Nothing, I don't make assumptions. That's something you do.
You assumed people don't give a crap about robots.txt, otherwise you wouldn't have been surprised.
You don't need to be snarky.

Robots.txt isn't for hiding/suppressing information.

Often times you can have whole URL structures that are redundant with other ones, mainly database-generated pages with all sorts of possible query parameters often disguised as paths. Robots.txt is extremely useful in ensuring crawlers can make life easier for themselves by limiting to the "real" content, as opposed to the redundant stuff. Crawling the 5,000 real pages, not the 500,000 additional URL's that return the same content.
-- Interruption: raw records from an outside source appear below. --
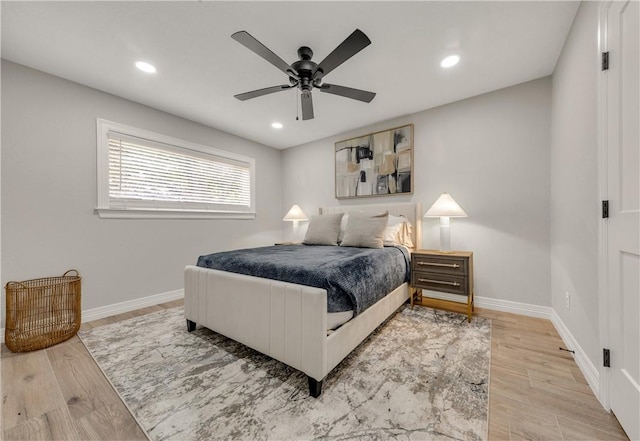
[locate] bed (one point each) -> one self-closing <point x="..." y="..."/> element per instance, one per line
<point x="289" y="321"/>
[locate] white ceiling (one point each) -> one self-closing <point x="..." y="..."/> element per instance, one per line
<point x="200" y="67"/>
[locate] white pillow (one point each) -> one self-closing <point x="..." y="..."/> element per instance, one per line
<point x="365" y="230"/>
<point x="343" y="227"/>
<point x="323" y="229"/>
<point x="390" y="235"/>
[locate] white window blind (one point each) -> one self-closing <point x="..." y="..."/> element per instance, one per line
<point x="151" y="174"/>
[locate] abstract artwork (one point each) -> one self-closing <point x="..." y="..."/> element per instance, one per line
<point x="376" y="164"/>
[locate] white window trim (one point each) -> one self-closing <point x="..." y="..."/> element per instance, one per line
<point x="103" y="127"/>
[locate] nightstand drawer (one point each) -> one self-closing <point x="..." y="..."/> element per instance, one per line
<point x="440" y="282"/>
<point x="454" y="265"/>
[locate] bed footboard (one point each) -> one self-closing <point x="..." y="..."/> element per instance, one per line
<point x="285" y="321"/>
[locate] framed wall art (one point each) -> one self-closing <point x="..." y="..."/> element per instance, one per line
<point x="377" y="164"/>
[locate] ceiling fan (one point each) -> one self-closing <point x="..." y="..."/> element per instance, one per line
<point x="305" y="74"/>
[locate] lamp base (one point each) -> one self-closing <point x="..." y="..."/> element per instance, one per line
<point x="445" y="234"/>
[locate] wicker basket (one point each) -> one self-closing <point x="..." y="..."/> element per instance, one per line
<point x="42" y="312"/>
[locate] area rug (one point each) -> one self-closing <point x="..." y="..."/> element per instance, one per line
<point x="422" y="375"/>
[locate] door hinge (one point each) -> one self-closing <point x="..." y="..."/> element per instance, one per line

Also for ignoring "interactive" pages like login pages that make zero sense to be crawled.

People "give a crap" about robots.txt because it's useful for that.

In light of the recent surge in scraped content trumping original content on Google search, this is so true... people who scrape your site do not care about your preferences in a txt file.
Yeah, I feel like it only discourages legitimate bots, but for malicious ones it's a big red sign saying "SENSITIVE CONTENT HERE, SCRAPE IT"
While robots.txt is not a good security measure, it's a good tool for preventing pollution of search results with pages like wp_login.php. More to steer users to the subset of pages that are useful to them, away from the pages which are only an implementation detail.

Also, some poorly rate-limited crawlers actually abide by robots.txt, so it's useful to prevent unnecessary load.